The Bilderberg-Parkhotel suite

After an unsuccessful attempt to secure the use of a vacant property in the centre of Rotterdam, the Gemeentehotel eventually found its home on the first floor of Las Palmas. For two days and nights the big open floor of the former warehouse became a hotel. Everywhere you looked beds of all sorts and sizes were arranged in dormitory-style rows, in circles or in higgledy-piggledy formations. Among the beds stood two ‘rooms’, one furnished by the Bilderberg-Parkhotel with a king-size bed, red carpet and a seat, while the other had the standard minimum dimensions of a hotel room. There were also two tents, a temporary sleeping unit by Tobias Lehman, a ‘lampshade’ bed by Joost van Alphen, and a bedroom in dark oak by De Opslag.

As guests checked in they had to play a lottery by choosing a number without knowing which was the corresponding bed. No doubt the most appealing prize was the Bilderberg king-size bed with champagne breakfast. But a Red Cross bed in one of the rows, complete with anti-hangover mixture the following morning, had its own charm too of course.

And on the subject of people of all kinds wandering around together: guests included a delegation of ‘residents’ from the Pauluskerk (an organisation that offers help to homeless drug addicts in Rotterdam) accompanied by a supervisor, some refugees supplied by the Mamre refugee organisation, volunteers from Motel Mozaïque, a number of artists who performed at the festival, and of course the festival visitors. The homeless guests from the Pauluskerk slept in one group under the watchful eye of their supervisor and, unlike festival visitors who could stay up deep into the night, they had to be safe and sound in bed by eleven. Some are more equal then others…

Anyone who wants to ‘sleep in art’ next year will have to move fast. The 1-5-star Gemeentehotel by Motel Mozaïque was fully booked out well in advance of the festival weekend.

Motel Mozaïque, born during Rotterdam Cultural Capital 2001, is organised every year by Nighttown (pop concert hall), the Rotterdam City Theatre and TENT. Centre for visual arts. The event comprises a colourful programme of music, performances and art. In 2001 TENT. offered festival visitors a room for the night, in sleeping quarters furnished by artists.

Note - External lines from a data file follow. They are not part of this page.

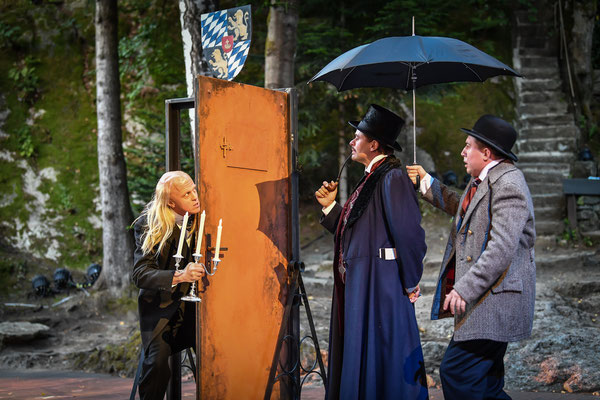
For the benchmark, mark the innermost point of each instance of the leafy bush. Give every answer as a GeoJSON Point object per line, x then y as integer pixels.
{"type": "Point", "coordinates": [26, 146]}
{"type": "Point", "coordinates": [25, 79]}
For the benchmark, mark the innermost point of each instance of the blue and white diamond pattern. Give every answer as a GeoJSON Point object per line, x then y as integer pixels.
{"type": "Point", "coordinates": [214, 27]}
{"type": "Point", "coordinates": [237, 58]}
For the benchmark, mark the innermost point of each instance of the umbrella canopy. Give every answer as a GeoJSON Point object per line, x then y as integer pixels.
{"type": "Point", "coordinates": [409, 62]}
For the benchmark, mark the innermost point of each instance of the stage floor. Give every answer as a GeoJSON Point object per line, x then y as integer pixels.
{"type": "Point", "coordinates": [38, 385]}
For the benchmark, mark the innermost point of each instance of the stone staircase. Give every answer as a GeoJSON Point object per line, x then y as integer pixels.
{"type": "Point", "coordinates": [547, 141]}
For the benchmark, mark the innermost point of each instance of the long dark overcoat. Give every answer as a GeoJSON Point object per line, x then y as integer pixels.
{"type": "Point", "coordinates": [153, 275]}
{"type": "Point", "coordinates": [374, 346]}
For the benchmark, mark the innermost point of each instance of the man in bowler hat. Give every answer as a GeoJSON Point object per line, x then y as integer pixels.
{"type": "Point", "coordinates": [374, 347]}
{"type": "Point", "coordinates": [487, 278]}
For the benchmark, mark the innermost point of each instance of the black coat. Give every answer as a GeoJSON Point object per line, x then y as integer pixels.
{"type": "Point", "coordinates": [374, 347]}
{"type": "Point", "coordinates": [153, 275]}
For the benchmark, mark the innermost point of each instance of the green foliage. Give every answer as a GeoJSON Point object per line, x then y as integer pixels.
{"type": "Point", "coordinates": [26, 146]}
{"type": "Point", "coordinates": [8, 34]}
{"type": "Point", "coordinates": [25, 79]}
{"type": "Point", "coordinates": [64, 196]}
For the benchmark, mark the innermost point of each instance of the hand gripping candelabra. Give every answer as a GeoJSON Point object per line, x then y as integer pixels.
{"type": "Point", "coordinates": [191, 296]}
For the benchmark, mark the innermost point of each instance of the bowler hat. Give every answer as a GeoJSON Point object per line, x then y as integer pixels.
{"type": "Point", "coordinates": [380, 124]}
{"type": "Point", "coordinates": [496, 133]}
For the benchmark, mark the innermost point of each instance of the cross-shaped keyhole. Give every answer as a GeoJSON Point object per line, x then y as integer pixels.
{"type": "Point", "coordinates": [225, 147]}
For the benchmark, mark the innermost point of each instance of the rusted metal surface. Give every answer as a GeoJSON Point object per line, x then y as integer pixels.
{"type": "Point", "coordinates": [244, 159]}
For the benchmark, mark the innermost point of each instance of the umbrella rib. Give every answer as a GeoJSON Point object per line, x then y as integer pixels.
{"type": "Point", "coordinates": [473, 71]}
{"type": "Point", "coordinates": [347, 75]}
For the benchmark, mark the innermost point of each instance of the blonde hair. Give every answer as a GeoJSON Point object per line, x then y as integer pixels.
{"type": "Point", "coordinates": [160, 218]}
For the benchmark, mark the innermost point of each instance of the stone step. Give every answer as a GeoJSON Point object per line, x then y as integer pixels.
{"type": "Point", "coordinates": [561, 260]}
{"type": "Point", "coordinates": [542, 107]}
{"type": "Point", "coordinates": [527, 27]}
{"type": "Point", "coordinates": [533, 42]}
{"type": "Point", "coordinates": [549, 227]}
{"type": "Point", "coordinates": [544, 167]}
{"type": "Point", "coordinates": [548, 213]}
{"type": "Point", "coordinates": [540, 72]}
{"type": "Point", "coordinates": [536, 51]}
{"type": "Point", "coordinates": [538, 61]}
{"type": "Point", "coordinates": [539, 132]}
{"type": "Point", "coordinates": [540, 182]}
{"type": "Point", "coordinates": [546, 157]}
{"type": "Point", "coordinates": [531, 120]}
{"type": "Point", "coordinates": [537, 84]}
{"type": "Point", "coordinates": [539, 96]}
{"type": "Point", "coordinates": [564, 144]}
{"type": "Point", "coordinates": [545, 191]}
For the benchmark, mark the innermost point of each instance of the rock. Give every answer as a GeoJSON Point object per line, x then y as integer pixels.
{"type": "Point", "coordinates": [22, 332]}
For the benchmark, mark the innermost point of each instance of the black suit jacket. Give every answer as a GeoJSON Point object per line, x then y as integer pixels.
{"type": "Point", "coordinates": [153, 275]}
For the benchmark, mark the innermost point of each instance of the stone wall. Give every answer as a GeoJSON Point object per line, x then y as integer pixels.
{"type": "Point", "coordinates": [588, 215]}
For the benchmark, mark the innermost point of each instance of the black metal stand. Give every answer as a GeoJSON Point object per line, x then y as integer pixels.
{"type": "Point", "coordinates": [292, 368]}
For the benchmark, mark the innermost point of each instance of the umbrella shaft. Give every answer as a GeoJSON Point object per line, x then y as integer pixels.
{"type": "Point", "coordinates": [414, 127]}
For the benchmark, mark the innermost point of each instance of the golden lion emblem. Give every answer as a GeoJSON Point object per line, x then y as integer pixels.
{"type": "Point", "coordinates": [238, 24]}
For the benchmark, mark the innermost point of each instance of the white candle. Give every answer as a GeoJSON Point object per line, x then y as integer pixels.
{"type": "Point", "coordinates": [182, 235]}
{"type": "Point", "coordinates": [200, 232]}
{"type": "Point", "coordinates": [218, 245]}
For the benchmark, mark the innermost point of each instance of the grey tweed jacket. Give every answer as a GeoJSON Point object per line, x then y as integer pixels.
{"type": "Point", "coordinates": [492, 248]}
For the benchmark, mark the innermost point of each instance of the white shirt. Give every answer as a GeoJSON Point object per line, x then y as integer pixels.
{"type": "Point", "coordinates": [327, 210]}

Festival visitors could spend the night in sleeping capsules by Bik van der Pol, or in a women’s communal bed by Joep van Lieshout.

This year TENT. wanted to shift the focus to the exhibition ‘Sons & Dottirs’, featuring work by Icelandic artists, and a music program by the VPRO’s 3voor12. The search was for a new solution to the sleeping question, and Schie 2.0 was asked to come up with an idea. Their answer was the Gemeentehotel (‘City Hotel’), the ‘welcoming, public sleeping area in Rotterdam’, intended not only for festival visitors but also for the homeless, tourists and refugees – in fact, for everyone who sometimes needs a roof over their heads.

The Gemeentehotel was Schie’s reaction to the ‘increasingly repressive ‘gated-community’ policy pursued by Rotterdam city council, which is detrimental to the urban dynamism of the city’. The hotel was a reaction to the way city authorities are trying to ‘clean up’ the public domain and confine each function a more-or-less designated area. In the hotel, by contrast, everything was jumbled up together in one big open space used for sleeping, eating and entertaining. Apart from offering shelter to all kinds of guests, the hotel came about thanks to the support of a host of organisations and individuals. Beds were provided by the Red Cross, generous Rotterdammers, and the Bilderberg-Parkhotel. Breakfast was served by the Hilton Hotel, the youth wing of the Socialist Party, the Sailors’ Home, the African Association and also by generous Rotterdammers.